Each line stores the timestamp when you receive the batch of data, the actual number of
unique cities in the window period, and the estimation result from the Flajolet-Martin
algorithm. The time format should be “YYYY-MM-DD hh:mm:ss” (Figure 3 shows an example). 
Figure 3: Flajolet-Martin output file format
4.3 Task3: Fixed Size Sampling on Twitter Streaming (3pts)
You will use Twitter API of streaming to implement the fixed size sampling method (Reservoir
Sampling Algorithm) and find popular tags on tweets based on the samples.
In this task, we assume that the memory can only save 100 tweets, so we need to use the
fixed size sampling method to only keep part of the tweets as a sample in the streaming.
When the streaming of the Twitter coming, for the first 100 tweets, you can directly save
them in a list. After that, for the nth twitter, you will keep the nth tweet with the probability
of 100/n, otherwise discard it. If you keep the nth tweet, you need to randomly pick one in
the list to be replaced. If the coming tweet has no tag, you can directly ignore it.
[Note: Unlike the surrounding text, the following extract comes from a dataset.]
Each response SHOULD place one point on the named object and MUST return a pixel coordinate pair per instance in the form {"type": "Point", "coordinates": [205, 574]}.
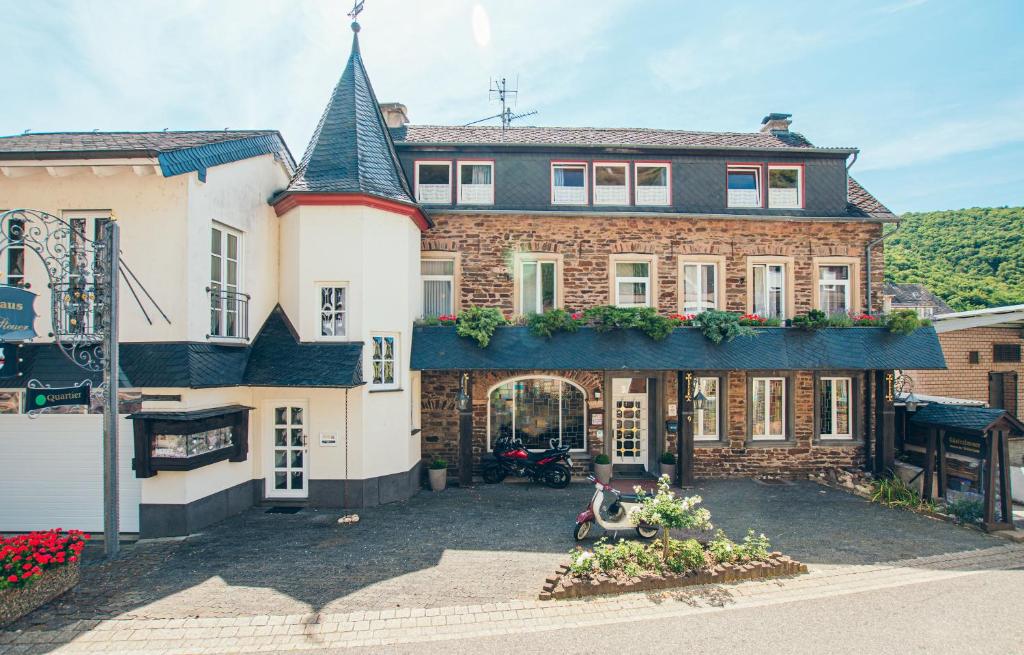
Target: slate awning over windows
{"type": "Point", "coordinates": [275, 358]}
{"type": "Point", "coordinates": [772, 348]}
You also need to keep a global variable representing the sequence number of the tweet. If the
coming tweet has no tag, the sequence number will not increase, otherwise the sequence
number increases by one.
Every time you receive a new tweet, you need to find the tags in the sample list with the top
3 frequencies.
Ouput Results:
You need to save your results in a CSV file. Whenever a new tweet arrives, you print the
following information block: In the first line, you should print the sequence number of this
new tweet as shown in the example. Then, you should print the tags and frequencies in the
descending order of frequency. Each block is separated by an empty line. If some tags share
the same frequency, you should print them all and ordered in lexicographic order (Figure 4). 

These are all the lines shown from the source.